Estimated bills as necessary evil, by Jerry Uwah

In the last three years, Babatunde Fashola has battled Nigeria’s eternal darkness with the doggedness that pushed back infrastructure decay in Lagos during his tenure as governor of Nigeria’s richest state. But the forces behind Nigeria’s eternal darkness are seemingly invincible. Power supply remains fitful and dubiously expensive.
The minister of power, works and housing has not relented. Last week, he ordered the Nigerian Electricity Regulatory Commission (NERC) to enforce the directive compelling the nation’s 11 electricity distribution companies (DisCos) to provide pre-paid meters to all its consumers and end the dubious estimated bills that compel consumers to pay expensively for darkness.
Consumers are excited by the minister’s directive. However, there are fears that the order might be too good to be enforced. Fashola might have issued an order that cannot be obeyed.
The order on pre-paid meters and immediate end to estimated billing reminds me of a U.S. Air Force order to Flight Lieutenant Flynn. Flynn was a young and accomplished bomber pilot in the U.S. Air Force. She was so fearless and competent that she was assigned to fly the B-52, a dreaded strategic bomber equipped to carry nuclear weapons.
Flynn’s problems with her employer started when she could not find a suitable suitor in time. She fell in love with a non-commissioned officer in her squad. The air force discovered the affair and considered it inimical to order in the service chain of command. Her commanders ordered her to jettison the affair or lose her commission.
The eminent pilot responded that the air force has given her an order she cannot obey. The man in her life was more important than the B-52 she was flying. She shunned the orders and lost her commission.
Fashola’s order on pre-paid meters to the DisCos is one such order that cannot be obeyed. While America’s celebrated B-52 pilot disobeyed her commanders for amorous reasons, the DisCos would almost certainly disobey Fashola for financial reasons.
The DisCos simply lack the financial muscle to provide the pre-paid meters that would end estimated billing.
Ironically, even the National Assembly is practically on the same page with Fashola on the vexed issue of estimated billing. The National Assembly is working on a bill that would criminalise estimated billing. The simple logic behind the proposed bill is that every power consumer in the country must have a pre-paid meter. When the National Assembly passes the bill and the president signs it into law, it would become a criminal offence for the DisCos to slap an estimated bill on a power consumer.
But the truth is that the DisCos just cannot foot the bill of metering all consumers even in the next two years. The firms that assemble pre-paid meters in Nigeria have very limited capacity.
The power industry claims that there are 28 million households with access to electricity in Nigeria. Out of the 28 million consumers, only 5.2 million have meters. More than 22 million consumers have no meters.
Fashola’s order implies that the DisCos would have to import a minimum of 21 million meters within one year since the local assembly plants lack the capacity to produce even one million meters within such a short period.

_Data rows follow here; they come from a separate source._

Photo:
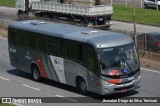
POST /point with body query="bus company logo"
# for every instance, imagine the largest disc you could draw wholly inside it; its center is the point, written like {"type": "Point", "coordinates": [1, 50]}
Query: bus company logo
{"type": "Point", "coordinates": [6, 100]}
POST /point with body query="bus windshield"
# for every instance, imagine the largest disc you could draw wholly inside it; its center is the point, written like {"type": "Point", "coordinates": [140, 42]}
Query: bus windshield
{"type": "Point", "coordinates": [119, 61]}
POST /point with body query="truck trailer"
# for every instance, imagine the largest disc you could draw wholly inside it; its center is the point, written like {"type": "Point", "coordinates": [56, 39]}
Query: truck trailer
{"type": "Point", "coordinates": [91, 13]}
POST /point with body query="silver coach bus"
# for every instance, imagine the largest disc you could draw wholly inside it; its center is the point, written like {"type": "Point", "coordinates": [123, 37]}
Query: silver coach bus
{"type": "Point", "coordinates": [91, 60]}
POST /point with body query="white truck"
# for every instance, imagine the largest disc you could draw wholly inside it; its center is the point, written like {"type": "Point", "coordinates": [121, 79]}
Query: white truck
{"type": "Point", "coordinates": [82, 11]}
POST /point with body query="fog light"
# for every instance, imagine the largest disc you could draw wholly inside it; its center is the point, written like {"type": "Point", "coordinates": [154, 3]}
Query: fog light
{"type": "Point", "coordinates": [138, 77]}
{"type": "Point", "coordinates": [107, 90]}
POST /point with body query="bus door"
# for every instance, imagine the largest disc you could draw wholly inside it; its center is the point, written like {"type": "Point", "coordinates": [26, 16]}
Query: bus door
{"type": "Point", "coordinates": [92, 74]}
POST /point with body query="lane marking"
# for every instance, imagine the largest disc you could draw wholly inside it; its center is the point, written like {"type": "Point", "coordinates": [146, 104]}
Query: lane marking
{"type": "Point", "coordinates": [3, 38]}
{"type": "Point", "coordinates": [150, 70]}
{"type": "Point", "coordinates": [59, 96]}
{"type": "Point", "coordinates": [5, 78]}
{"type": "Point", "coordinates": [17, 104]}
{"type": "Point", "coordinates": [31, 87]}
{"type": "Point", "coordinates": [66, 98]}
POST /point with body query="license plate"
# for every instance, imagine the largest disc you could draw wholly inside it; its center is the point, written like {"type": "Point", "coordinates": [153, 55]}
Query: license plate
{"type": "Point", "coordinates": [124, 90]}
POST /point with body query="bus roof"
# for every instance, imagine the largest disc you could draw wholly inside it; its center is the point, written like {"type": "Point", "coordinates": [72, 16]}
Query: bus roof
{"type": "Point", "coordinates": [97, 38]}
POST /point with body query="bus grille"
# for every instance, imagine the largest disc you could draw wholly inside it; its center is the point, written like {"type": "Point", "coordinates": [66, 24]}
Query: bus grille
{"type": "Point", "coordinates": [122, 88]}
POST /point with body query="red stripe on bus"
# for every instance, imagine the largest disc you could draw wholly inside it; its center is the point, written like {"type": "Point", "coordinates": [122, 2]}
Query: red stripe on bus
{"type": "Point", "coordinates": [42, 70]}
{"type": "Point", "coordinates": [115, 81]}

The pre-paid meters are largely imported from South Africa and they hit the shores of Nigeria at a landing cost of $22 per unit. Agency fees and other logistics push the shelve price of the meters perilously close to $30.
For the DisCos to instantly obey Fashola’s orders on estimated bills, they would have to cough out $484 million to import meters. At the official exchange rate of N305 to the dollar, that amounts to N146.62 billion. Even at the best of time, the Central Bank of Nigeria (CBN) might be reluctant to allocate almost $500 million for the metering project in one year. That means the DisCos might have to scout for forex from other sources to obey Fashola’s orders.
Industry watchers are therefore convinced that Fashola has issued an order that cannot be obeyed.
The DisCos’ indebtedness to the Nigeria Bulk Electricity Trading Company (NBET) currently stands at N859 billion. That indebtedness is at the root of the debt contagion in the power sector. No one knows how to settle the debt. Ironically, the debt is mounting every month. By January 2018, the power generation companies (GenCos) wheeled power worth N43.2 billion to the DisCos. The distribution companies sold everything to consumers and only managed to pay back N2.7 billion to the GenCos. For that month alone the DisCos chalked up close to N40 billion debts.
Since the DisCos cannot fund the metering bill, it therefore follows that estimated billing would continue as long as there is shortage of meters in the industry.
Fashola can compel the DisCos to partially obey the order on estimated bills. He should order them to work out something close to accurate estimate of the bills of each unmetered consumer and allow the bills to fluctuate within a given band each month. The crazy, dubious bills must stop. Estimated bill is a necessary evil which must be sanitised. That is the only way to pacify consumers until someone is able to work out a credible means of funding the metering project.